The site is organized well and easy to use. The materials on this site are divided into three categories: texts, maps, and images. The texts are mainly travelogues written by Europeans and Americans who conducted expeditions to Taiwan in the second half of the 19th century. There are more than 40 such texts. Some focus mainly on the movements of the travelers themselves or on the landscape they encountered, but several also contain detailed ethnographic descriptions of Taiwanese society and cultural practices. There are more than 90 maps of Taiwan on the site, mostly published in either Britain or the United States, but several fine French and Japanese maps are available. Because the maps can be enlarged without losing clarity, one can use them to obtain detailed information about local geography and place names.

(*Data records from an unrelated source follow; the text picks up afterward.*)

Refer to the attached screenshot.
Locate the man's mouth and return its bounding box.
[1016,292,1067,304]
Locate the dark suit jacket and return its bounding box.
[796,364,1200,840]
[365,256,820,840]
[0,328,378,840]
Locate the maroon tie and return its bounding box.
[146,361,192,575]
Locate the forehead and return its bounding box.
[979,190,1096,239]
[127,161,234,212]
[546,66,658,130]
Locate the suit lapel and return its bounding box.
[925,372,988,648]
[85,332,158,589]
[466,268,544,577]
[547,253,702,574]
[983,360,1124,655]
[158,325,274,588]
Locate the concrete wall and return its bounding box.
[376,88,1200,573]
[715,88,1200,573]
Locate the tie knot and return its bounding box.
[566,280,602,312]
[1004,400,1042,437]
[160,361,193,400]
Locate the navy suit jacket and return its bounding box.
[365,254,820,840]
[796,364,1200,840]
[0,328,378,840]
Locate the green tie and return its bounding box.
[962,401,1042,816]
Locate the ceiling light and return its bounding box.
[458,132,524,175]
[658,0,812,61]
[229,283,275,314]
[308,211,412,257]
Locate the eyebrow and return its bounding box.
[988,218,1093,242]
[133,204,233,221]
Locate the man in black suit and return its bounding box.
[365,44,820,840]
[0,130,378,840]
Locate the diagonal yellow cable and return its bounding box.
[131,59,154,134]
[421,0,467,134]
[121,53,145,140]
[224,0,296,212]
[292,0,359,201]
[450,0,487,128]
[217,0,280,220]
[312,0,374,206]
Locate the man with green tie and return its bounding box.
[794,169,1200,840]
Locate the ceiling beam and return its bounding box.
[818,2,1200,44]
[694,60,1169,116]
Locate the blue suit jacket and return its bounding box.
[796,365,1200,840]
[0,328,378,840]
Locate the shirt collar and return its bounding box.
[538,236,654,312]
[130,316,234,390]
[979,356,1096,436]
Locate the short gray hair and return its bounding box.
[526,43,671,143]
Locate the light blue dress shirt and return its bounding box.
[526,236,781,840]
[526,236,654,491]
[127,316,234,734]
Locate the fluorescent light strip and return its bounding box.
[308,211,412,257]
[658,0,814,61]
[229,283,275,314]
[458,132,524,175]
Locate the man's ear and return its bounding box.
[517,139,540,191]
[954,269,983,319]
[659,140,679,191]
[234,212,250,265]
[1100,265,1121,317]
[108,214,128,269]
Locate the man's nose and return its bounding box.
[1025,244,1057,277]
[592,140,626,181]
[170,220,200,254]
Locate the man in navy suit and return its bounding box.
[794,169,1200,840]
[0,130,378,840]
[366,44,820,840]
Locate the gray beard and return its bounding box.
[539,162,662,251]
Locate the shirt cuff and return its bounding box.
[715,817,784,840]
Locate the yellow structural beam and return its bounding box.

The images on the site consist of drawings by six different 19th-century visitors. Most were originally reproduced in European or American magazines. The more than 90 images can be viewed by category (architecture, landscape, implements, people, and boats) or by artist. While most visitors to the site will probably be content to access the various materials simply by browsing, the site includes a search feature that allows the user to enter a keyword and retrieve primary materials relating to a specific person, topic, or place.
The site offers two interesting features in addition to the primary materials. First, the site provides a set of glossary tables that translate several commonly used English words into various Taiwanese aboriginal languages. In addition, the site includes a timeline of 19th-century Taiwanese history. Instructors should note that the timeline consists mainly of events involving Western travelers and their journeys. It is useful as a tool for exploring the materials on this site, but not as a comprehensive timeline of Taiwanese history.
Instructors of world history will find the site useful mainly as a window into the Orientalist mindset that shaped 19th-century European and American views of non-Western peoples. Most of the firsthand accounts on this site pay particular attention to the aboriginal peoples of Taiwan—as opposed to the Chinese residents whose social and cultural patterns had, by the 19th century, come to predominate in most areas. The visual and textual representations of Taiwanese aborigines available on this site closely resemble representations of other “primitive” populations that 19th-century Europeans and Americans encountered in their travels around the globe. These representations are not wholly negative. While the accounts sometimes address the violence and savagery of aboriginal society, they more often describe aborigines as “quiet and harmless” or “straight, well-formed, and vigorous.”
Furthermore, the aborigines often compare favorably to the “semi-civilized” Chinese who also resided on the island, whose society was afflicted with “luxury and effeminacy.” Instructors teaching about 19th-century imperialism and the Orientalist mindset that informed it can use the materials on this site to demonstrate how Europeans and Americans created an image of Asia to stand in contrast to the WestÂ’s own image of itself. And, as is often the case, many of the accounts here are “scientific” in nature, relying not on crude stereotyping but on the objective, precise language of biology and ethnography. While it is not difficult to find examples of 19th-century views of non-Western peoples, this is an unusually rich collection, one that includes both texts and images and is readily available.